If they did not collect this data there are still possibilities to properly reflect this in the paper:

  1. Go back and collect the data if possible.
  2. Change the title to "Assessing the Respiratory Effects of Air Pollution from Biomass Cookstoves on Pregnant Women in Rural India" and explicitly recognise that standards of stove design were not recorded in the paper.  This recognition needs to go into the introduction, methods and discussion - for me it is a critical factor that has to be recognised, and a passing mention of it is insufficient.

The reason it is important is that the authors need to consider the policy consequences of their results.  Should the priority be for more widespread rollout of LPG, or for improved stove design?  have past government initiatives on both been a success or not?

 

We understand the reviewer’s point that there is an important distinction that must be made regarding differences in stove types and how this is a confounding factor in our study. Unfortunately, we do not have the ability to go back and collect this data. This is something we will prioritize as part of our research design in future adjunct studies. However, in regards to this manuscript, we will address this as a clearcut limitation and missing valuable piece of information. To start, we have edited the title of the paper as a whole as was suggested by the reviewer. Additionally, lines 79-80 in the Introduction, lines 103-104 in the Methods, and lines 245-246 in the Discussion. In the future, as is the implication in this study and astutely detailed by the reviewer, this will be a valuable piece of information to creating a stronger study design as a whole.

 

Minor points

Introduction: The problem of old references remains.

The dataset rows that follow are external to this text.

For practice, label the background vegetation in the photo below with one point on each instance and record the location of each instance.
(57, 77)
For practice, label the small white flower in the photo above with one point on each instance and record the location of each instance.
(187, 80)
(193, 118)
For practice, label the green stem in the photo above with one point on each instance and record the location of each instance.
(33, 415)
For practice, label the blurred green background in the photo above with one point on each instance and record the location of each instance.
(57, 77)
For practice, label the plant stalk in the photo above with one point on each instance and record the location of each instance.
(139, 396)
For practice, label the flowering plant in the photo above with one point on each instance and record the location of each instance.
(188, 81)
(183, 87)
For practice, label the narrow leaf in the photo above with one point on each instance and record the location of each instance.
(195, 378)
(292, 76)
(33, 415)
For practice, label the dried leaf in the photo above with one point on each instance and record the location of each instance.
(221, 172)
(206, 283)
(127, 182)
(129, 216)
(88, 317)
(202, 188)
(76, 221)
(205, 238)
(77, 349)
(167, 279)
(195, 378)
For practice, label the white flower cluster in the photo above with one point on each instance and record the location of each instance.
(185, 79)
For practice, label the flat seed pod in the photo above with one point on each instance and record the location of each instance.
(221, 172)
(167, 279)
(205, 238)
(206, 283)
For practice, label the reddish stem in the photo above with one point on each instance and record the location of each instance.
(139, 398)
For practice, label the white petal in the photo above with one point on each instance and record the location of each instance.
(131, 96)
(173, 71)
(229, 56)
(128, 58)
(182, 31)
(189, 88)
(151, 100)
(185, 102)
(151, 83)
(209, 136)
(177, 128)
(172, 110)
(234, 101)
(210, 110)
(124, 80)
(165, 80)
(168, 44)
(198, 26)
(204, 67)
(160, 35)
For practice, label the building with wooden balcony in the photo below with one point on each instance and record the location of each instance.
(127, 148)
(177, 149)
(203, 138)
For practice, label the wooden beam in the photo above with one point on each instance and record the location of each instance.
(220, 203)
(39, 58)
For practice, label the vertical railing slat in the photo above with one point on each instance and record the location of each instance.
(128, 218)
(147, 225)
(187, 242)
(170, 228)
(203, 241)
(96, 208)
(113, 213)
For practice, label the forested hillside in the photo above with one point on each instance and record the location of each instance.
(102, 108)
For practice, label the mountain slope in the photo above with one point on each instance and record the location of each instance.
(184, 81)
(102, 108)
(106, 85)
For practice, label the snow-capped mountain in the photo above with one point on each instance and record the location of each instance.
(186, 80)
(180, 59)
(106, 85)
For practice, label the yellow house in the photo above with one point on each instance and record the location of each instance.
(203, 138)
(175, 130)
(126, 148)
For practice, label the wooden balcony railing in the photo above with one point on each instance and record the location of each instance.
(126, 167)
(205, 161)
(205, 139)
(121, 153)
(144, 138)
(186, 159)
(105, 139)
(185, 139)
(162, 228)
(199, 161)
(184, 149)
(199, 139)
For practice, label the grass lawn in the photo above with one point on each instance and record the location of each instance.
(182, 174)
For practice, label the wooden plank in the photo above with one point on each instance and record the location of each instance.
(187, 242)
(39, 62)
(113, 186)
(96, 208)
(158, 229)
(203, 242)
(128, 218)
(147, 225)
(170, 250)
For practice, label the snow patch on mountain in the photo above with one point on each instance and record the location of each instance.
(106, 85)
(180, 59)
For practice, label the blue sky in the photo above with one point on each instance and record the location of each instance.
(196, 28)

For example, the Global Burden of Disease / WHO studies have been repeatedly updated since 2004, and this needs to be recognised.

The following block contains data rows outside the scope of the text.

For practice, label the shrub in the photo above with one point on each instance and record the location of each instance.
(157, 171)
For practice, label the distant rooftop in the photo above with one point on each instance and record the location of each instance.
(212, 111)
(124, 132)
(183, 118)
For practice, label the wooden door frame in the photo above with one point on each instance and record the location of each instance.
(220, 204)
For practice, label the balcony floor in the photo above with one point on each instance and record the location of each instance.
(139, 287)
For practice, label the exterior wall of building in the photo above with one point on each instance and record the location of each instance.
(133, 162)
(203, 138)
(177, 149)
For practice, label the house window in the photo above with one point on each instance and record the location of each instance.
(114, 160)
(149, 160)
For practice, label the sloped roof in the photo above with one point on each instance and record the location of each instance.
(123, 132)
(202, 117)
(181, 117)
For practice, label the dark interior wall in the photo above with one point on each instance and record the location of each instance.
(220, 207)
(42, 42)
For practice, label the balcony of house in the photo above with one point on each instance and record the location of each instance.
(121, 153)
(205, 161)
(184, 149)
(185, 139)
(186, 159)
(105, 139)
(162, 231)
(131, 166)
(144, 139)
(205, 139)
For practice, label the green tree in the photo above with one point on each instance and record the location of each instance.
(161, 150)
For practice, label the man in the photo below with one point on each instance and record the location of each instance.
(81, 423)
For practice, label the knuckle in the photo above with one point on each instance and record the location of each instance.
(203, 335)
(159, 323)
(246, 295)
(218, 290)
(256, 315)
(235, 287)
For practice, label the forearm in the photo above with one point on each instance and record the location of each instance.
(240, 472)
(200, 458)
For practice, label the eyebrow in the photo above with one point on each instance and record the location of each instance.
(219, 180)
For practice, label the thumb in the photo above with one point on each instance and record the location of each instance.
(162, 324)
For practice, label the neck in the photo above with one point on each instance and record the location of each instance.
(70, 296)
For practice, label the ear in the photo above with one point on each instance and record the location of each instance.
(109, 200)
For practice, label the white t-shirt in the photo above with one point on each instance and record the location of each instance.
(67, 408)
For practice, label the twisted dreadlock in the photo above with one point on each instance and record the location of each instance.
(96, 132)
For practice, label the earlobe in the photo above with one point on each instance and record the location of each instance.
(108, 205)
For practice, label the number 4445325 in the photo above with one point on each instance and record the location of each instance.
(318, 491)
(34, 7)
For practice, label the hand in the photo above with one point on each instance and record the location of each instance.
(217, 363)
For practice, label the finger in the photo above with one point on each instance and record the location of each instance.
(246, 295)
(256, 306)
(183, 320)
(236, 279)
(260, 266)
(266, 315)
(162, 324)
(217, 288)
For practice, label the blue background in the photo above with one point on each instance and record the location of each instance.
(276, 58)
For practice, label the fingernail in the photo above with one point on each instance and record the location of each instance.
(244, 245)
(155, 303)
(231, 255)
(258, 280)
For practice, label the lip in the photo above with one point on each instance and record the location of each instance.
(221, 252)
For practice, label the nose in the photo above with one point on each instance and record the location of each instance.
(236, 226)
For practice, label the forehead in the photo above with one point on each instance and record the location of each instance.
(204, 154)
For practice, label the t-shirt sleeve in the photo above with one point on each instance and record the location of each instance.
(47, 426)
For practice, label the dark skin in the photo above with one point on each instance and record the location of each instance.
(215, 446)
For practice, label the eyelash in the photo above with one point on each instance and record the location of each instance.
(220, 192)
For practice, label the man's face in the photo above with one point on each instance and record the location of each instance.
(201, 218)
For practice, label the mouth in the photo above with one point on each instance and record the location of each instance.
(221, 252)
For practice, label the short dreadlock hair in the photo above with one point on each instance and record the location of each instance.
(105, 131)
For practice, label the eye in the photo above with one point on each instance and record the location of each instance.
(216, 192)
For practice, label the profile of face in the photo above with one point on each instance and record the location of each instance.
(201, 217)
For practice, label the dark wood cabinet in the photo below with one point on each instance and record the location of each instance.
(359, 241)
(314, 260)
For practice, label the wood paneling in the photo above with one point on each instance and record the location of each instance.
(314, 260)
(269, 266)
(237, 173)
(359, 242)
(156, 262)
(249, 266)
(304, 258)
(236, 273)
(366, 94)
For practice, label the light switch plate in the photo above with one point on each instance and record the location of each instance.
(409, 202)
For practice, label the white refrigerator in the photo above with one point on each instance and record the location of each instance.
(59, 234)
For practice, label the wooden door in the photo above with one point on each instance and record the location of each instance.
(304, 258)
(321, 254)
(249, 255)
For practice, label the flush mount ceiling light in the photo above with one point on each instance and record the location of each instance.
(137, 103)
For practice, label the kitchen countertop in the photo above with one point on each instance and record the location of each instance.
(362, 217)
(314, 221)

Also, it is stated that 780 million individuals rely on biomass for cooking, but the reference is from 2010 (which in turn suggests that the data used are older) equivalent to 65% of the 2010 population.  Since 2010, the Indian economy has grown by between 5 and 8% annually, increasing overall by roughly 80%, the government introduced the LPG subsidy scheme in 2015 and there is a significant rate of urbanisation which will reduce access to biomass and improve access to other fuels.  These are all factors that suggest to me that the 2010 reference cited is very much out of date.  Again, this trend needs to be recognised, ideally with a more up to date reference.

This is a very important point made by the reviewer and we respect the attention to detail that has been provided. The reviewer has gone through great lengths to help us optimize the overall quality of our research and our manuscript, and we truly appreciate that. To address the older statistics and older referenes, we have appropriately adjusted the formatting and the data provided in the first few paragraphs of the Introduction to the paper. We believe that with the more updated data, the text of the manuscript will be more reflective of the current statistics regarding biomass fuel and HAP. We are no longer using the outdated 2004 WHO data as can be seen in the revised manuscript.